Brain cancer is known to be one of the deadliest types of cancer and also it’s very complex to cure. Apparently, imaging results are generally imprecise because brain cancers appear to be extremely invasive. Researchers at the University of Washington seemed to have discovered that chlorotoxin when combined with nanoparticles may considerably slower down the tumors’ spread.
Researchers seemed to have illuminated the brain tumors by inserting fluorescent nanoparticles into the bloodstream. These nanoparticles appear to safely cross the blood-brain barrier. This barrier is known to be a roughly impenetrable barrier which protects the brain from infection. It was noted that the nanoparticles which remained in mouse tumors for nearly five days did not reveal any indication of damaging the blood-brain barrier.
The findings revealed that the nanoparticles seemed to have improved the difference in both MRI and optical imaging. Supposedly, MRI and optical imaging were used at the time of surgery. Also, severe cognitive problems appear to be a common side effect.

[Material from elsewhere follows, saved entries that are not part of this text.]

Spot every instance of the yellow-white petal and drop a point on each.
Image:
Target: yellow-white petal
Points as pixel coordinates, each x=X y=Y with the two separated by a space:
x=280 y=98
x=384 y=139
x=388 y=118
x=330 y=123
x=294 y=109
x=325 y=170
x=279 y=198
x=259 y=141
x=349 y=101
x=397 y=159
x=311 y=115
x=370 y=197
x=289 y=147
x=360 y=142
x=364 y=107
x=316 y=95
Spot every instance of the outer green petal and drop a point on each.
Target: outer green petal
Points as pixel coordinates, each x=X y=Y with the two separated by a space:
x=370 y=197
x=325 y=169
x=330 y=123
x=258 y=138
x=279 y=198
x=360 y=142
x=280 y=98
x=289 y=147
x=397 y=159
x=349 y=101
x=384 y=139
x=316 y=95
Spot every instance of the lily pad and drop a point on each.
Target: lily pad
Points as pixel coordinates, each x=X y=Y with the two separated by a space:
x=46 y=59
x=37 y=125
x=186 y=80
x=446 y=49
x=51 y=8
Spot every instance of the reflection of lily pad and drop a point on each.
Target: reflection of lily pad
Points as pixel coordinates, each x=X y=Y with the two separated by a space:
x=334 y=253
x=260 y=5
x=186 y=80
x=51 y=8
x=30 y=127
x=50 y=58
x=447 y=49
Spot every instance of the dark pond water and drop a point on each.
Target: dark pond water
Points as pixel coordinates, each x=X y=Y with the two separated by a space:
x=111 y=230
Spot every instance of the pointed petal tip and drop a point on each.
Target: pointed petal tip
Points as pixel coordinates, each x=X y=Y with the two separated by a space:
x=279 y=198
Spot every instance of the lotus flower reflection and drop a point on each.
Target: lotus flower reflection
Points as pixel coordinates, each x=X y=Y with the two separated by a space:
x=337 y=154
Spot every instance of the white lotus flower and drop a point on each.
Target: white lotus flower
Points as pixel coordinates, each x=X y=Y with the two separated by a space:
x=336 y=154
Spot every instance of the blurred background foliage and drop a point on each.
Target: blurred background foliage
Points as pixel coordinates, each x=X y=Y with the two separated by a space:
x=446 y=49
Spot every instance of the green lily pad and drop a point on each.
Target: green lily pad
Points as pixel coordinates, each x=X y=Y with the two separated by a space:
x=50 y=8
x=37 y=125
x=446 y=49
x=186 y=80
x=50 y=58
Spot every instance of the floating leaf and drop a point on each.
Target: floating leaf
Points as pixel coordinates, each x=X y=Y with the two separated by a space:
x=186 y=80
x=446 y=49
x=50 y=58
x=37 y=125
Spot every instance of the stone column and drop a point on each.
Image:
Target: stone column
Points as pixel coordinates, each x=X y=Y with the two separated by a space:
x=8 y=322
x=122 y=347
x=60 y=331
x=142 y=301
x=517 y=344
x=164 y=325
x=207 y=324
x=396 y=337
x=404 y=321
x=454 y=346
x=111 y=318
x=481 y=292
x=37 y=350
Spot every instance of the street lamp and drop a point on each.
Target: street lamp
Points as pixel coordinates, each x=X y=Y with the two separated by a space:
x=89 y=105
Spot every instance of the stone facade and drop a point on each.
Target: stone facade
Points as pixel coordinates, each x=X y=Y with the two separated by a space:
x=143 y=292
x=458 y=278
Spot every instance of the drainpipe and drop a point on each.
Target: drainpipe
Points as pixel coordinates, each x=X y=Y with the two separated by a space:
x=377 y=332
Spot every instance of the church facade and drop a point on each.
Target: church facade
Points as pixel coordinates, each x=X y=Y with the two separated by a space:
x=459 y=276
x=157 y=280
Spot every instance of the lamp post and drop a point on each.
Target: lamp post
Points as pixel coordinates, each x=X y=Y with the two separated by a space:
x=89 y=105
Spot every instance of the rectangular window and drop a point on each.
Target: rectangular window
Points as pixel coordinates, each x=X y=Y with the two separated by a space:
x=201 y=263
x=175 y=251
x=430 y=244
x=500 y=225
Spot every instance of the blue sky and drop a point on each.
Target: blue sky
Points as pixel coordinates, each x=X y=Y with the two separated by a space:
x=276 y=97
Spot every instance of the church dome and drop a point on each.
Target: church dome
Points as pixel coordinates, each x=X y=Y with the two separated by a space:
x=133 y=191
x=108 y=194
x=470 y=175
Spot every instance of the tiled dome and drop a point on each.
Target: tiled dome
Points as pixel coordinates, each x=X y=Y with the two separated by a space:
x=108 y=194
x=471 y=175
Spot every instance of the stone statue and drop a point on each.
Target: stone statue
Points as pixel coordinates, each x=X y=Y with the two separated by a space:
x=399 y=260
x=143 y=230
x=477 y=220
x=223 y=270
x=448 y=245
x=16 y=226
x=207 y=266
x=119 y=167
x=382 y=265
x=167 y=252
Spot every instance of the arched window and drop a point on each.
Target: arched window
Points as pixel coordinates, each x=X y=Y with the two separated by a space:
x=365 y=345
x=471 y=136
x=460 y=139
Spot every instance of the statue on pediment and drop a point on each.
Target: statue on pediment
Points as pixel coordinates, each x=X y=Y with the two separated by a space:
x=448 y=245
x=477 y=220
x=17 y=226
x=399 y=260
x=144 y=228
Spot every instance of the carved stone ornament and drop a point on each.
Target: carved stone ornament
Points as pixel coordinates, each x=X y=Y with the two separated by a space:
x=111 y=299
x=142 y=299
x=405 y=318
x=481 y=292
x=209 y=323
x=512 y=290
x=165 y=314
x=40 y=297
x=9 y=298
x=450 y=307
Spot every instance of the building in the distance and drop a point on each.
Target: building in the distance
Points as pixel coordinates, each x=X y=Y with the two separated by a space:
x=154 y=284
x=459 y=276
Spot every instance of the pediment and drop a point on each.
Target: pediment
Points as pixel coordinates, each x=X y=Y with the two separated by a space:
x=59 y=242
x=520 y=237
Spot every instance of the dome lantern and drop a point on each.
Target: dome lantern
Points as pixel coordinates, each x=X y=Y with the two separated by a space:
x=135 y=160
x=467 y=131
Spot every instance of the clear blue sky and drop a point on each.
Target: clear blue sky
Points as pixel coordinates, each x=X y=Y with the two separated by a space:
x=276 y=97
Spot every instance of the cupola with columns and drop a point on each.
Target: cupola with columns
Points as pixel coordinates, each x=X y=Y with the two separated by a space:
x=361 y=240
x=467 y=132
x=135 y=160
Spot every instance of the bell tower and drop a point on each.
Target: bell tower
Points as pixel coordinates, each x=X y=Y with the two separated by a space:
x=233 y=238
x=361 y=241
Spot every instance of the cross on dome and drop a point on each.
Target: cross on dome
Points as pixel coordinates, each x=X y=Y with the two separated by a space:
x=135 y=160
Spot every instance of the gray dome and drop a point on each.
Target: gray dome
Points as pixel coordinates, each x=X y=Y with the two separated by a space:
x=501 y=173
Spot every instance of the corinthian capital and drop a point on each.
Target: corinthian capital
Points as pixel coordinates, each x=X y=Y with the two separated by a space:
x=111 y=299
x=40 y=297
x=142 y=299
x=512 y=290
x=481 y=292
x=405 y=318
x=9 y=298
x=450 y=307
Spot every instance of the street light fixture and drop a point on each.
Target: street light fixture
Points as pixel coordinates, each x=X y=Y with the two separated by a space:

Lead author Miqin Zhang, a UW professor of materials science and engineering stated that, “Brain cancers are very invasive, different from the other cancers. They will invade the surrounding tissue and there is no clear boundary between the tumor tissue and the normal brain tissue.”
“If we can inject these nanoparticles with infrared dye, they will increase the contrast between the tumor tissue and the normal tissue. So during the surgery, the surgeons can see the boundary more precisely. We call it ‘brain tumor illumination or brain tumor painting. The tumor will light up,” elucidates Zhang.
Zhang claimed that nano-imaging could also assist in detecting cancer at an early. It was believed that current imaging techniques have a greatest resolution of 1 millimeter. Thus, nanoparticles could improve the resolution by a factor of 10 or more thereby allowing the detection of smaller tumors and also treatment at an earlier stage.
It was observed that till today, nanoparticle which was used for imaging has been unable to cross the blood-brain barrier and particularly attach themselves to brain-tumor cells. However, with the assistance of recent techniques, doctors seem to inject dyes inside the body and use drugs in order to open the blood-brain barrier for a temporary period of time. Allegedly, this has a risk on the infection of the brain.
The UW team was believed to have overcome this challenge by creating a nanoparticle which remains small in wet conditions. It was estimated that the particle was nearly 33 nanometers in diameter when wet, and approximately one third the size of similar particles used in other parts of the body.
Evidently, crossing the blood-brain barrier depends on the size of the particle, its lipid, or fat content, and the electric charge on the particle. For this purpose, Zhang along with her colleagues built a particle which could pass through the barrier and reach tumors. They were noted to have used chlorotoxin in order to particularly target tumor cells. Chlorotoxin is known to be a small peptide isolated from scorpion venom. On the nanoparticle’s surface Zhang placed a small fluorescent molecule for optical imaging, and binding sites which could be utilized for attaching other molecules.
“Precise imaging of brain tumors is phenomenally important. We know that patient survival for brain tumors is directly related to the amount of tumor that you can resect. This is the next generation of cancer imaging. The last generation was CT, this generation was MRI, and this is the next generation of advances.” says co-author Richard Ellenbogen, professor and chair of neurological surgery at the UW School of Medicine.
Zhang hopes that future research will be able to assess the nanoparticle’s possibility for treating tumors. They hope to spot whether this ability could extend to brain cancer which appears to be the most common solid tumor mainly affecting the children.
The findings of the research have been published in the journal Cancer Research.